The rescue confirmed California’s wildfires are blazing quicker and hotter than ever, jeopardizing a species that had acclimated to past fires.

“If you told someone 30 years ago we’d do this, they’d think you’re insane. The tree bark is 12 to 18 inches thick, said Sequoia and Kings Canyon National Parks’ Christy Brigham. It’s a growing emergency, though.
Recent fires have killed more than 13% of all giant sequoias, a species that grows only in California’s western sierra. Scientists and policymakers are afraid that the state is nearing a tipping point when its forests will produce more warming carbon dioxide.
The California Air Resources Board wants to reach carbon neutrality by 2045, so it’s urging state and federal agencies to thin and treat dangerously overgrown trees.
Burned woods lower California’s carbon storage capacity, or carbon stock, which helps offset greenhouse gas emissions from human activities.
Burning trees emit carbon dioxide. In 2020, California wildfires released more CO2 than all industrial facilities.
Who benefits if these trees burn, asked climate scientist Pawlok Dass? Carbon reenters the atmosphere.
Scientists predict that California’s flora traps 3 billion tons of carbon dioxide. Giant sequoias store more carbon dioxide per hectare than any other tree in the world and have for thousands of years.
Due to drought, heat, and wildfires, California’s carbon stock is expected to diminish during the next two decades.
In a worst-case scenario, woods might become a major source of emissions by mid-century, Dass warned.
Improving forest health is an important feature of CARB’s draft climate plan.
Adam Moreno, a senior climate scientist on the board, said “a lot of our approach is focused on not losing the carbon stock that we have”
State officials want to tenfold land usage by 2025, including a dramatic rise in mandatory burning – fires planned to burn forest growth. If federal and state teams treat at least 2.3 million acres of natural land year, it could reduce wildfire emissions by 10% over two decades.
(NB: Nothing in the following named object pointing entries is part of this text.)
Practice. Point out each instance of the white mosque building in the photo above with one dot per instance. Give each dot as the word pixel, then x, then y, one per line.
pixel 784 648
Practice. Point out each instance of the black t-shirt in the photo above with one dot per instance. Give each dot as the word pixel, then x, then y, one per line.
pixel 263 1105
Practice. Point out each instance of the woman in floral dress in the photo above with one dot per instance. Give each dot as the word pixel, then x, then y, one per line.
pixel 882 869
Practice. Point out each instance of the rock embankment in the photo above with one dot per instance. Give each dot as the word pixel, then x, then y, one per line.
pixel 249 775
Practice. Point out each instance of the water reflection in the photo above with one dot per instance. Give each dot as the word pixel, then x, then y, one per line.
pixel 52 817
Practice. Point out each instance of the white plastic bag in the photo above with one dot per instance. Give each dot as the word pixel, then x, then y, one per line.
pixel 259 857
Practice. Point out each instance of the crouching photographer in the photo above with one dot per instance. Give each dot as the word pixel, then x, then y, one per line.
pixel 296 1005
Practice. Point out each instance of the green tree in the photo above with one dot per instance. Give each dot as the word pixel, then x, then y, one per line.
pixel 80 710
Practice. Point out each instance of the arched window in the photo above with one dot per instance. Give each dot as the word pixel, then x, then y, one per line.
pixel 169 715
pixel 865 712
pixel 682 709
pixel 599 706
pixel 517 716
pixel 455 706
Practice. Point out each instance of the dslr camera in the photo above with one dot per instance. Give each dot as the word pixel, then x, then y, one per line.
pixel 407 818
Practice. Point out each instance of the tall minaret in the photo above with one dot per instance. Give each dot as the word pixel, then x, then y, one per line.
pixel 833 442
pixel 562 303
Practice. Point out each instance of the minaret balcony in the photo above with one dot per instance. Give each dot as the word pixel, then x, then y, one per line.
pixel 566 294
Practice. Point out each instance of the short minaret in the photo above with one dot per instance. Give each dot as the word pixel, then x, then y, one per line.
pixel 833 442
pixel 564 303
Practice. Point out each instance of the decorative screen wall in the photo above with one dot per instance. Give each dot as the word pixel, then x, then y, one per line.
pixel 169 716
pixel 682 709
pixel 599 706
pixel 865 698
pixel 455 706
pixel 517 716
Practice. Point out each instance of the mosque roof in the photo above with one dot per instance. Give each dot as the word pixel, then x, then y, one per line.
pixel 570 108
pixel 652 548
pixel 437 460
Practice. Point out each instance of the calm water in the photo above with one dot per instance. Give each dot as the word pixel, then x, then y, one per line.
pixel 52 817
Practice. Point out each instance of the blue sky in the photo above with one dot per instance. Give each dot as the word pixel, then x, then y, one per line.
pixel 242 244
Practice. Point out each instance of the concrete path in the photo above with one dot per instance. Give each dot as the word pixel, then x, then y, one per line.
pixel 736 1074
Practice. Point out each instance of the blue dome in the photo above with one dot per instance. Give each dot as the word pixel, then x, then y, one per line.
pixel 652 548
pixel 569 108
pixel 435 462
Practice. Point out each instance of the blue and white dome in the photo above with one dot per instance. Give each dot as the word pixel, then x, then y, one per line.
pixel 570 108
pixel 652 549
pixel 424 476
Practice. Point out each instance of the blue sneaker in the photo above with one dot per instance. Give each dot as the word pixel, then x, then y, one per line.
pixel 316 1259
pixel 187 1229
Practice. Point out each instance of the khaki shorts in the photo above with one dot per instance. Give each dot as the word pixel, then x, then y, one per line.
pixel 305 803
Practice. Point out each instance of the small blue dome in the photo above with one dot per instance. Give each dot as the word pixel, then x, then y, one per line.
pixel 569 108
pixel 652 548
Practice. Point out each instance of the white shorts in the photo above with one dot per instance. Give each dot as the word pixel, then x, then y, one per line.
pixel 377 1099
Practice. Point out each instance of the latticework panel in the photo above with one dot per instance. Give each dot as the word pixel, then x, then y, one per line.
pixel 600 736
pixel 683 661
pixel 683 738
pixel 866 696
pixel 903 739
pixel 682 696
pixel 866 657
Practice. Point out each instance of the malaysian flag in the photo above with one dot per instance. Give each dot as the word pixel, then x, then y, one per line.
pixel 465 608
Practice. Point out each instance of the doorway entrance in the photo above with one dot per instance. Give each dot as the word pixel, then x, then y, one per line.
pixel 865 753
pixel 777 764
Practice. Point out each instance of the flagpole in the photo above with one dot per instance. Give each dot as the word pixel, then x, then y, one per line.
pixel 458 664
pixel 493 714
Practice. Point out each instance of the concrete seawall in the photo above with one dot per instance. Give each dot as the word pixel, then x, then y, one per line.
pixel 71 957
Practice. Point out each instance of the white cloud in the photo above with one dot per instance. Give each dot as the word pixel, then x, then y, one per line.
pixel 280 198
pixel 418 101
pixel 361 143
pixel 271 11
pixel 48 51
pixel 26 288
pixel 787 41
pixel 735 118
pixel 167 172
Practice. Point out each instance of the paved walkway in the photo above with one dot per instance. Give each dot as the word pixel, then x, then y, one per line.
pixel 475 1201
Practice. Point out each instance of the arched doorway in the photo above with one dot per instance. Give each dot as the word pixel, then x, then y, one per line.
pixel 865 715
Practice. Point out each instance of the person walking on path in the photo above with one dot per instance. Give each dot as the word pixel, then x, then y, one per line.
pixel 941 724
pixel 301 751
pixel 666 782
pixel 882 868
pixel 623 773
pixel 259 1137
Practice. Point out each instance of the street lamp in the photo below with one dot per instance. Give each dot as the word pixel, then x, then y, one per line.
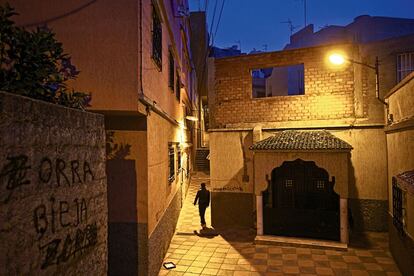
pixel 339 59
pixel 192 118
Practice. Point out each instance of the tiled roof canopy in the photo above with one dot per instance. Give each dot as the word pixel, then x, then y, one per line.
pixel 406 181
pixel 302 140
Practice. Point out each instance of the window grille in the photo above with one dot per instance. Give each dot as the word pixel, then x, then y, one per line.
pixel 171 70
pixel 171 175
pixel 397 206
pixel 405 65
pixel 156 38
pixel 178 160
pixel 320 184
pixel 178 88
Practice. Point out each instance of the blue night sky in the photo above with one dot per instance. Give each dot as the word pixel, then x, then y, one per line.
pixel 256 23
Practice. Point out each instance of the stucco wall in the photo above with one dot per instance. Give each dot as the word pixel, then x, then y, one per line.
pixel 155 81
pixel 231 161
pixel 53 197
pixel 164 197
pixel 400 147
pixel 400 159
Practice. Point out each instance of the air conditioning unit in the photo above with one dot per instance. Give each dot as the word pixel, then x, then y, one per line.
pixel 182 11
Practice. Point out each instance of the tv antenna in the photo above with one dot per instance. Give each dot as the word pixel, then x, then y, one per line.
pixel 291 27
pixel 238 42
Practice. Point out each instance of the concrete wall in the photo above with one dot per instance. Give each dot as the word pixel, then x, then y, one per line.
pixel 102 39
pixel 53 198
pixel 400 147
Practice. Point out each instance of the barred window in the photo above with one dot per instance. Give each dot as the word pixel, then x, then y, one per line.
pixel 405 65
pixel 320 184
pixel 178 88
pixel 288 183
pixel 156 38
pixel 397 206
pixel 171 151
pixel 178 160
pixel 171 69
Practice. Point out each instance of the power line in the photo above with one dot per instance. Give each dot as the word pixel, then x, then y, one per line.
pixel 218 22
pixel 212 21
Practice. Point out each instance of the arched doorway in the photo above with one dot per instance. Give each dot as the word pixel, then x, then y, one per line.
pixel 300 202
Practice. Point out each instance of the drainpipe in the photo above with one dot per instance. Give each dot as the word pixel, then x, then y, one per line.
pixel 141 90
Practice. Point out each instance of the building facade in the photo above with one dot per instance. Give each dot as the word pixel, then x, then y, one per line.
pixel 341 101
pixel 400 146
pixel 135 59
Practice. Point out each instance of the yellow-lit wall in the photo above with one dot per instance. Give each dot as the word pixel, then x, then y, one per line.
pixel 400 141
pixel 160 190
pixel 138 142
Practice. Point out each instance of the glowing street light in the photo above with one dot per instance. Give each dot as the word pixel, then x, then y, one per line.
pixel 339 59
pixel 192 118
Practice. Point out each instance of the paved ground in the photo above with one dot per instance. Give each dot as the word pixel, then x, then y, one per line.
pixel 232 252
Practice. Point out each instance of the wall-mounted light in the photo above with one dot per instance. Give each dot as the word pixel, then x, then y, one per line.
pixel 339 59
pixel 191 118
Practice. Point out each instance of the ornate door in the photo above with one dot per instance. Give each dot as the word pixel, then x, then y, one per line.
pixel 300 202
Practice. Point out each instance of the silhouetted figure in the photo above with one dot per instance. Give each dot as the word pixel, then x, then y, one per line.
pixel 203 197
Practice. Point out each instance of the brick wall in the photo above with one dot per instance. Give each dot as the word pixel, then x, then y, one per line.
pixel 329 93
pixel 53 206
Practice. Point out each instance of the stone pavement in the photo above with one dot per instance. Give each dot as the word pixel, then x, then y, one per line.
pixel 233 252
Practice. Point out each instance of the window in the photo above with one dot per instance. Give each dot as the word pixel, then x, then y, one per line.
pixel 171 70
pixel 178 88
pixel 405 65
pixel 320 184
pixel 178 160
pixel 171 175
pixel 397 206
pixel 278 81
pixel 288 183
pixel 156 38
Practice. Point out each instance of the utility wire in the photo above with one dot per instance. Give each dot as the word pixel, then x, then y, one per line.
pixel 212 22
pixel 218 22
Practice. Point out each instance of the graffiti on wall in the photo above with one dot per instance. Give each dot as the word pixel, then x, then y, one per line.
pixel 15 173
pixel 61 225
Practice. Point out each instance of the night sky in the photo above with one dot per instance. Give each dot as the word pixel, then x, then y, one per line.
pixel 257 23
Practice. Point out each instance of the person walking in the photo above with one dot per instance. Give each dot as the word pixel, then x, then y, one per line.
pixel 203 197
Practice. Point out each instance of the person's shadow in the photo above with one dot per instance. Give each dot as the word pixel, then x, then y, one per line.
pixel 206 232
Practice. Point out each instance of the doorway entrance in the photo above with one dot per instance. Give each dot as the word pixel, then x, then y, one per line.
pixel 300 202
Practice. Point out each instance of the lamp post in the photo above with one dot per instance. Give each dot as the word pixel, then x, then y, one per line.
pixel 339 59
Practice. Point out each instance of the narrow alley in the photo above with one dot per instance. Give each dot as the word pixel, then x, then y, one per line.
pixel 233 252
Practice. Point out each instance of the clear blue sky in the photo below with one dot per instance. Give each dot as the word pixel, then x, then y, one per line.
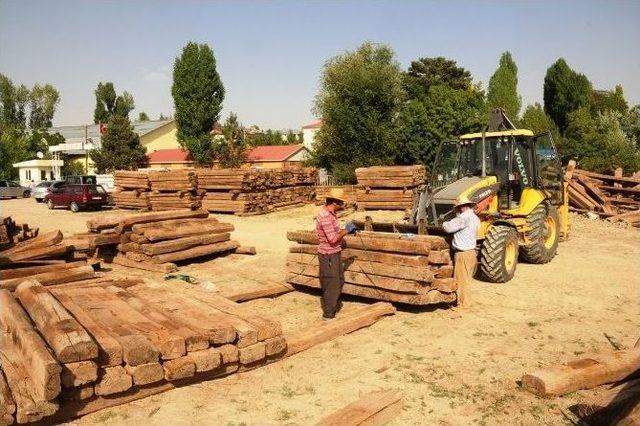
pixel 270 53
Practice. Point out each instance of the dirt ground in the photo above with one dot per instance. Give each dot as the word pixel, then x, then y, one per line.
pixel 452 369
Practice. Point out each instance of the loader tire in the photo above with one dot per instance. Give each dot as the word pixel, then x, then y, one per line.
pixel 499 254
pixel 544 234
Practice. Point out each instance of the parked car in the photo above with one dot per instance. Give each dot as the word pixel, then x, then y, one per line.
pixel 82 179
pixel 40 190
pixel 10 189
pixel 77 197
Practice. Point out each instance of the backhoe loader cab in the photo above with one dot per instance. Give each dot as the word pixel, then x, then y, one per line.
pixel 516 181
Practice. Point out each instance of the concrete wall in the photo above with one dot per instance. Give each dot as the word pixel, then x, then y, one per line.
pixel 29 174
pixel 161 138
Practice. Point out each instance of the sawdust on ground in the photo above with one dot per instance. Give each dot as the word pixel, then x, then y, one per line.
pixel 453 370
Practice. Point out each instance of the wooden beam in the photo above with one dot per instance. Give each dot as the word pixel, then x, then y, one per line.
pixel 68 339
pixel 368 243
pixel 373 408
pixel 585 373
pixel 33 270
pixel 53 277
pixel 328 330
pixel 262 291
pixel 43 369
pixel 163 268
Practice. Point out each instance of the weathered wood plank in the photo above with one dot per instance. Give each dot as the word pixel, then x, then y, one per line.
pixel 64 334
pixel 42 367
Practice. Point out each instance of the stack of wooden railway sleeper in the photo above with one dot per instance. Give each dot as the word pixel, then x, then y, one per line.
pixel 414 269
pixel 155 241
pixel 615 197
pixel 132 189
pixel 174 189
pixel 253 191
pixel 388 187
pixel 73 344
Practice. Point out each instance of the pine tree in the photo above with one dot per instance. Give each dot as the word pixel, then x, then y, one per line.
pixel 121 148
pixel 197 95
pixel 503 87
pixel 565 91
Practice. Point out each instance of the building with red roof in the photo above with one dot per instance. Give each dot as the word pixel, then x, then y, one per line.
pixel 264 157
pixel 309 132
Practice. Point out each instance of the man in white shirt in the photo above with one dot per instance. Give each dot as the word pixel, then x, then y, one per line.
pixel 464 228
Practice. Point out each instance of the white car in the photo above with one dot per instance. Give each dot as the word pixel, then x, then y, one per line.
pixel 40 190
pixel 10 189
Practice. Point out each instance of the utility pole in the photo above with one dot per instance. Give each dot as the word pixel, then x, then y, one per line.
pixel 86 153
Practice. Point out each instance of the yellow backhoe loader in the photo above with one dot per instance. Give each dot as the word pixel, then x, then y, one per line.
pixel 516 180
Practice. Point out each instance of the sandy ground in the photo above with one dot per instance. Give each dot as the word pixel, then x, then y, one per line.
pixel 452 369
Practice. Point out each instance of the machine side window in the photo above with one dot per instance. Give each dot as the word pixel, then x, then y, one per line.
pixel 549 169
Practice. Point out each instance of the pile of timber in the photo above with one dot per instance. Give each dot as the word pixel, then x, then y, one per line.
pixel 47 258
pixel 77 344
pixel 349 191
pixel 616 405
pixel 388 187
pixel 132 189
pixel 615 197
pixel 174 189
pixel 155 241
pixel 11 232
pixel 254 191
pixel 415 270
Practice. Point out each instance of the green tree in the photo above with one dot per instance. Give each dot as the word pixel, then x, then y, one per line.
pixel 535 119
pixel 105 102
pixel 291 138
pixel 124 104
pixel 360 95
pixel 630 123
pixel 22 96
pixel 43 101
pixel 109 103
pixel 564 92
pixel 426 72
pixel 599 143
pixel 503 87
pixel 231 151
pixel 197 96
pixel 415 143
pixel 609 100
pixel 268 137
pixel 121 148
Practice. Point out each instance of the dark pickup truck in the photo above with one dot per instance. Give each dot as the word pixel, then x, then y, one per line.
pixel 76 197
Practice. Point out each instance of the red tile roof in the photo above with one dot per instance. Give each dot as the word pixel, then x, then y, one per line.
pixel 169 156
pixel 259 153
pixel 273 152
pixel 313 125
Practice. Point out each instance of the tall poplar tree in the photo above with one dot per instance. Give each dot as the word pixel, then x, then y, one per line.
pixel 565 91
pixel 198 93
pixel 503 87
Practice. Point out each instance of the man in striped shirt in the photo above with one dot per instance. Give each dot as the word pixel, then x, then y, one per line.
pixel 329 247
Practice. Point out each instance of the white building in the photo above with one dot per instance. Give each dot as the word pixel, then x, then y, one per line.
pixel 309 134
pixel 35 171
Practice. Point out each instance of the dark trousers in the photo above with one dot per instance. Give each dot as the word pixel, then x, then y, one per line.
pixel 331 282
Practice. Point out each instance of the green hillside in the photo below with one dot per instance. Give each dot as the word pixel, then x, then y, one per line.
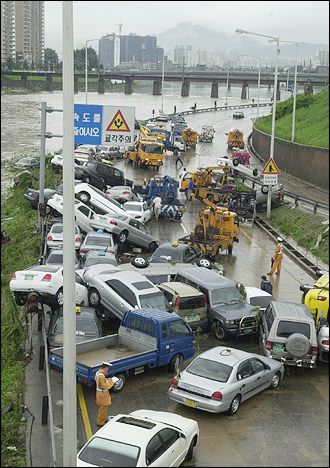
pixel 312 120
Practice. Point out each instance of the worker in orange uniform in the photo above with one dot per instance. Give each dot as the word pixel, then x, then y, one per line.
pixel 278 257
pixel 103 399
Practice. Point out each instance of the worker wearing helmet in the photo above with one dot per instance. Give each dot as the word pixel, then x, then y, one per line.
pixel 278 257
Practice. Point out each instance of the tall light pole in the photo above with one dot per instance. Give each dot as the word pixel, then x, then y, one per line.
pixel 86 68
pixel 277 40
pixel 69 342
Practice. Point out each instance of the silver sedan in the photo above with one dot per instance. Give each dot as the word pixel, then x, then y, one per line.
pixel 220 379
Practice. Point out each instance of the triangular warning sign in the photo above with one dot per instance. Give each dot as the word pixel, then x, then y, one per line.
pixel 118 123
pixel 271 168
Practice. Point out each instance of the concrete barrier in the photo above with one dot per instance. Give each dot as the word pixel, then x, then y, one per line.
pixel 309 163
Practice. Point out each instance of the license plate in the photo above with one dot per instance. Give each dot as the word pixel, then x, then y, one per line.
pixel 191 403
pixel 28 277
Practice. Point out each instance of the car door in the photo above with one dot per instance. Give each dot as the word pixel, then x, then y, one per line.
pixel 246 379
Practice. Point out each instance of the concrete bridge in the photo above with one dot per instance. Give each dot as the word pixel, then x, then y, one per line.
pixel 308 80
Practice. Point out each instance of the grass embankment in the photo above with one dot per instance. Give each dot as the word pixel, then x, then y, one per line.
pixel 20 253
pixel 312 120
pixel 303 228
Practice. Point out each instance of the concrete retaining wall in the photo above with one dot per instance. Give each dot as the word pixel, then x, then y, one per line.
pixel 308 163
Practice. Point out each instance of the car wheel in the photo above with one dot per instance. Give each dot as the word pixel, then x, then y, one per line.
pixel 123 237
pixel 175 363
pixel 84 197
pixel 153 246
pixel 276 380
pixel 140 262
pixel 219 331
pixel 204 262
pixel 121 382
pixel 234 405
pixel 59 297
pixel 20 299
pixel 94 297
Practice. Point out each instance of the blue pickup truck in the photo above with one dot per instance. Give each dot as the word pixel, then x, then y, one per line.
pixel 146 338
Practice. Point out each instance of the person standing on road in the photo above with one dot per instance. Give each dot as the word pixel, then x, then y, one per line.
pixel 278 257
pixel 103 399
pixel 266 285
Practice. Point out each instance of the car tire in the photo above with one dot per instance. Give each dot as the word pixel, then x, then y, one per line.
pixel 204 262
pixel 140 262
pixel 276 380
pixel 219 331
pixel 234 405
pixel 94 298
pixel 175 363
pixel 84 197
pixel 118 386
pixel 122 238
pixel 20 298
pixel 59 298
pixel 153 246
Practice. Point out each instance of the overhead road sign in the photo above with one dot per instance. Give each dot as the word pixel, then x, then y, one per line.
pixel 271 168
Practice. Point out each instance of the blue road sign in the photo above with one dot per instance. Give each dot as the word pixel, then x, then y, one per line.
pixel 87 124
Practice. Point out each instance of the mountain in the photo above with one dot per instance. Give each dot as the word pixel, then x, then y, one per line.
pixel 204 38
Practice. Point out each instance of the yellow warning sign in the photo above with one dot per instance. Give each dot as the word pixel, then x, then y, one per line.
pixel 118 123
pixel 271 168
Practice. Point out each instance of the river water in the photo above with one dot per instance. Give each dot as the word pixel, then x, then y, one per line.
pixel 20 115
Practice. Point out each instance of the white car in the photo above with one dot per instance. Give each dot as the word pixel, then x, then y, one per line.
pixel 141 438
pixel 96 198
pixel 138 210
pixel 48 282
pixel 55 237
pixel 258 298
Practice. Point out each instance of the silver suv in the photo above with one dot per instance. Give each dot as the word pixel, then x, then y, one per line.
pixel 288 334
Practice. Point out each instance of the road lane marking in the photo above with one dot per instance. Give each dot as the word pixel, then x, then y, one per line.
pixel 84 413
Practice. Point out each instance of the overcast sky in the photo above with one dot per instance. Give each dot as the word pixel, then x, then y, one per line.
pixel 297 21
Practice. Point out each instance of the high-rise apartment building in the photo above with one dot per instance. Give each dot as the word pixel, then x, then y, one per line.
pixel 23 31
pixel 7 31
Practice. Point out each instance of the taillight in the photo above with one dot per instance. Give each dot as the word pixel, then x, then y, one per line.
pixel 174 382
pixel 47 277
pixel 321 298
pixel 314 349
pixel 217 396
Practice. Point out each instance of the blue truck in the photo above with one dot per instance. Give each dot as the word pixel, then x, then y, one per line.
pixel 146 338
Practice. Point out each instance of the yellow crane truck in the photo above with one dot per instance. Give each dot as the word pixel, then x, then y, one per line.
pixel 216 230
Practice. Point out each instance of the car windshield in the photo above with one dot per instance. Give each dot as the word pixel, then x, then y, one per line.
pixel 226 296
pixel 155 300
pixel 95 240
pixel 261 301
pixel 208 369
pixel 84 327
pixel 107 452
pixel 168 254
pixel 131 207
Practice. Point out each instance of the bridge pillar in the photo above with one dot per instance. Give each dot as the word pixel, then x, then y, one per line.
pixel 215 90
pixel 49 83
pixel 76 84
pixel 245 87
pixel 101 85
pixel 157 88
pixel 128 86
pixel 185 88
pixel 308 88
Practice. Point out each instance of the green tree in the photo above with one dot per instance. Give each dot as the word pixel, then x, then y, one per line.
pixel 51 59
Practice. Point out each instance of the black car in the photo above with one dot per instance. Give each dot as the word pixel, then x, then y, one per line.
pixel 90 176
pixel 32 196
pixel 111 175
pixel 88 326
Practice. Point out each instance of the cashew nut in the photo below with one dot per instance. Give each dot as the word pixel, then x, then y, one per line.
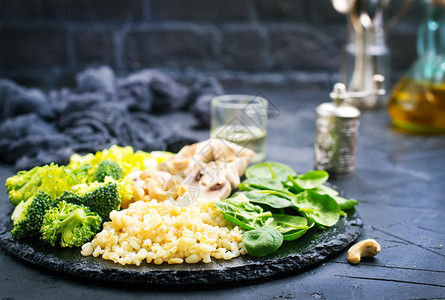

Only 250,000 acres are treated annually, according to the Air Resources Board.
Moreno: “We’re striving to reach 1 million acres.” Workforce development, permitting, finance, dealing with landowners, and collaborating with tribes are all implementation problems.
California has enormous forests of ponderosa pine and Douglas fir, chaparral clusters nested in hills, remains of Pacific wetlands, Joshua tree-dotted deserts, expansive grasslands, and coastal prairies.
Wildfire-prone woods and shrublands hold 85% of the state’s carbon supply.
Forests face rising challenges.
Climate change has exacerbated droughts and heat waves, leading to higher tree mortality and slower development. Without water, many trees can’t produce sap to kill bark bugs.
This mortality follows generations of forest overcrowding, when forest managers extinguished wildfires and restricted indigenous fire methods.
Over the years, dead trees and pine needles have collected, making woods tinder-rich.
In 2020, the Castle Fire combined with another fire and attacked Sequoia National Park’s Board Camp. According to the National Park Service, the fire killed 7,500 to 10,600 giant redwoods.
The park’s scientific director says increasing the pace and extent of prescribed fires has proved difficult. With drier conditions and year-round wildfires, forest workers must be careful controlled fires don’t spread.
National park and US Forest Service experts are assessing blaze damage and tree mortality. They explore scorched dirt seeking fresh life.
Wildfires are destructive, but they help trees reproduce.
Sequoias store seeds in cones. As the fire burns near them, elder cones open and release seeds, generally weeks before rain sweeps them into the earth.
Forest workers often find thousands of seedlings after low-intensity fires. Few mature.
Those who do will become the world’s largest organisms.